Home Hosted Dinner
Okay, so all Bhutanese food does not suck.
Tonight, we, along with fellow travelers Anna from Chicago and Angela from California, were picked up at the hotel by Jigme, a middle aged fellow wearing the Bhutanese garb of a bathrobe tied at the waist, black knee socks and western dress shoes. He drove us 20 minutes or so to their house at the edge of town where we meet his wife Soam and their 18 year old daughter Noam.
They welcomed us and we sat down in the living room to appetizers of toasted red rice, fried lentils and regular old potato chips.
Soam is a housewife and managed the construction of their house, which was very nice. It could be anywhere in the US. Jigme is in sports management, and runs a cricket league. Noam just graduated high school and will be starting college, majoring in development economics, perfect for this rapidly transitioning nation. They also have a 14 year old son at boarding school in India.

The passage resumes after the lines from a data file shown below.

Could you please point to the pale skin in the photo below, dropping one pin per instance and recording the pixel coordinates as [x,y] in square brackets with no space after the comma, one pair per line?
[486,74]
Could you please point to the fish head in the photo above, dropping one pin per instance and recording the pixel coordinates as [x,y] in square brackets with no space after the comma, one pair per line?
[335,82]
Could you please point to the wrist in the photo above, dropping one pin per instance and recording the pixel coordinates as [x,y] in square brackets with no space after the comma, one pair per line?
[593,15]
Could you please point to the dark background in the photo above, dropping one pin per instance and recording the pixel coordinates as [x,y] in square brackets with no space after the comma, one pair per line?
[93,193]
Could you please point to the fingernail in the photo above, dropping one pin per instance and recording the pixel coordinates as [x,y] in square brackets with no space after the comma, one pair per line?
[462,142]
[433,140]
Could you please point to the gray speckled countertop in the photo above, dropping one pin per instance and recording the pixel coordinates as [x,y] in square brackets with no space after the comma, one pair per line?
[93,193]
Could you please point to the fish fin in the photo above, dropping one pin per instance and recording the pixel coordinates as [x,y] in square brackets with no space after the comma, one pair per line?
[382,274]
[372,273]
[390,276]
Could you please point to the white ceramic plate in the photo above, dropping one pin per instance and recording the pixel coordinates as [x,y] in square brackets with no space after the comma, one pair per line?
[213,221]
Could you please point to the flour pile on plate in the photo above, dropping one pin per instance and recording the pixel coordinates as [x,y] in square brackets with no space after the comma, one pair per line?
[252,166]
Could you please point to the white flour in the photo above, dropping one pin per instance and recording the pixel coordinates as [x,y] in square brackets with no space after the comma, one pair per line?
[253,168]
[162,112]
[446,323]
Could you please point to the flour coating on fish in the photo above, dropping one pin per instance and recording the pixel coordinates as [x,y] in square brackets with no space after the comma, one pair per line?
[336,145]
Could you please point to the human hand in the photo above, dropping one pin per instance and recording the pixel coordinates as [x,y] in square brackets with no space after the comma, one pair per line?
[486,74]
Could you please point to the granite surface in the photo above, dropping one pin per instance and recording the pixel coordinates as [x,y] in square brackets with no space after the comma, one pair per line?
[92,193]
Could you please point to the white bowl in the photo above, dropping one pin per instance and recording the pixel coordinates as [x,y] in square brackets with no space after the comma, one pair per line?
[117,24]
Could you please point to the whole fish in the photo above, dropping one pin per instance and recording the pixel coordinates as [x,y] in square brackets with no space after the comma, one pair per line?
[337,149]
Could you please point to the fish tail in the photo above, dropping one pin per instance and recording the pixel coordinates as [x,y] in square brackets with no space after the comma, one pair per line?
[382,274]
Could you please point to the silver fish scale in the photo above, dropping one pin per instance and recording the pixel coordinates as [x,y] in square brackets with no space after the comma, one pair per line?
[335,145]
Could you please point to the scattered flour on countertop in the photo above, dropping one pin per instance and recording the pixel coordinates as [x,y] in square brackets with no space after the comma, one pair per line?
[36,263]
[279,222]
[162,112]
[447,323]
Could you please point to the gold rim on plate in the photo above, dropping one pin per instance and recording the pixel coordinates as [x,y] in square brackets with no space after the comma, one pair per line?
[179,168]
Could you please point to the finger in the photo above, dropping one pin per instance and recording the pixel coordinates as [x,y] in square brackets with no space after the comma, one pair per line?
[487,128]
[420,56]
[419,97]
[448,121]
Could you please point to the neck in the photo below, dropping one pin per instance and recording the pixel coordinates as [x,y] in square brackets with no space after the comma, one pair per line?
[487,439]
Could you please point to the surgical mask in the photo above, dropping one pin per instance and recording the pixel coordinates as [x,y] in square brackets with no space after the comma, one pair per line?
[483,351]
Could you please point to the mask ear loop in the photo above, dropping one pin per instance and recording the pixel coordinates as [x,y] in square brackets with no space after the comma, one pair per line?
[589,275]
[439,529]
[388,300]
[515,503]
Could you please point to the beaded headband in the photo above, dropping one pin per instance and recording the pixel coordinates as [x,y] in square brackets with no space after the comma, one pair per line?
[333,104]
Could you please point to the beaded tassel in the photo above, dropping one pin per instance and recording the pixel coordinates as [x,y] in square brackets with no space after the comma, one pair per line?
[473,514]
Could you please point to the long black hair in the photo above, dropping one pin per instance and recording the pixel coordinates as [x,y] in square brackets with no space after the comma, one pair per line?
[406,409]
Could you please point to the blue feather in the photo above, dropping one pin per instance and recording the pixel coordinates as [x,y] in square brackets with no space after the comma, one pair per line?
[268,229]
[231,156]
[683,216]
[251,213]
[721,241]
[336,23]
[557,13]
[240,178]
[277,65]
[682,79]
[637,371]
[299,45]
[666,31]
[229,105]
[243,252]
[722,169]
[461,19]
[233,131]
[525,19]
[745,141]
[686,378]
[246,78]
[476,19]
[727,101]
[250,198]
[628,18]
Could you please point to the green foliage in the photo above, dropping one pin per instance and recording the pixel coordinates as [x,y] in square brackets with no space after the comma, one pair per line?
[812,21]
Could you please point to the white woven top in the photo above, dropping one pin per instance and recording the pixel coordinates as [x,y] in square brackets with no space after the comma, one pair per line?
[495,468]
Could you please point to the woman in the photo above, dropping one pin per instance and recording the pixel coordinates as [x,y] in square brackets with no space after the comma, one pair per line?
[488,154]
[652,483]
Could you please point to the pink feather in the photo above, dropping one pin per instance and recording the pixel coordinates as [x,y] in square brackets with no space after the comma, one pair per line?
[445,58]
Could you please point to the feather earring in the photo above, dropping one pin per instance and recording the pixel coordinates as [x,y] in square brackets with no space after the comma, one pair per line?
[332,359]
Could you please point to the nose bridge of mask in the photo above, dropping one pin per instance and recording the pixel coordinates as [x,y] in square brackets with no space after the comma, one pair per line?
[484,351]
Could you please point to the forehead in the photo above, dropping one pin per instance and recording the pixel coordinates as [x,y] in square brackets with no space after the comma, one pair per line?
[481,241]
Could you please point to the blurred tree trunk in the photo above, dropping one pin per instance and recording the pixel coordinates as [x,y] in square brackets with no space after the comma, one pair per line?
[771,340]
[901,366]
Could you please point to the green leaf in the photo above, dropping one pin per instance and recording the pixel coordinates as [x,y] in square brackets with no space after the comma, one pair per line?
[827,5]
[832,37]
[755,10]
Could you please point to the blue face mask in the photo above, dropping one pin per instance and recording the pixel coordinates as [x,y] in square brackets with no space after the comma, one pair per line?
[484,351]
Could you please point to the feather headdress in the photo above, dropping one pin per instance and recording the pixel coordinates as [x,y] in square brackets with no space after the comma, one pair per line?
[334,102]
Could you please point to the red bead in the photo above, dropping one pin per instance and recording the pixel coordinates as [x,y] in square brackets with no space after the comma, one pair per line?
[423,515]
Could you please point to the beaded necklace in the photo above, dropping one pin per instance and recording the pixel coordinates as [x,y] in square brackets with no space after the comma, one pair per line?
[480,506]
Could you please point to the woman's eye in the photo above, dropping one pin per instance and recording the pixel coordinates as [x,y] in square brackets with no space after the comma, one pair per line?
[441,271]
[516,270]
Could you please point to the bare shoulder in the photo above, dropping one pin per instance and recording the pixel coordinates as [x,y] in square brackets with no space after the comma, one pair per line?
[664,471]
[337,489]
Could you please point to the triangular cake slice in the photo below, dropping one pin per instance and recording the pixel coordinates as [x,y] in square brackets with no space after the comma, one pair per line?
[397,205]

We chatted about lots of stuff, it was comfortable, stimulating conversation. Their son has a video game addiction that he is channeling into tech studies in India. Their water source is a spring 20 minutes walk up the mountain that flows in channels to tanks on their roof. Lots of Bhutanese go abroad for studies and work, but usually return home after some years to start coffee shops and other businesses that they learned about abroad.
Dinner was very good: homemade buckwheat cakes, buckwheat noodles, asparagus, egg drop soup, barbecued spare ribs, pumpkin with chicken, spinach in cheese sauce and rice. Mango for dessert.
Finally she showed is to her prayer room which has a large elaborately painted alter, statues of Tibetan dieties, and some nice weavings and religious paintings. All Bhutanese homes have such an alter.
The evening was the highlight of our trip so far. We had a great time and learned a lot.
Time to pack and get ready for the road tomorrow.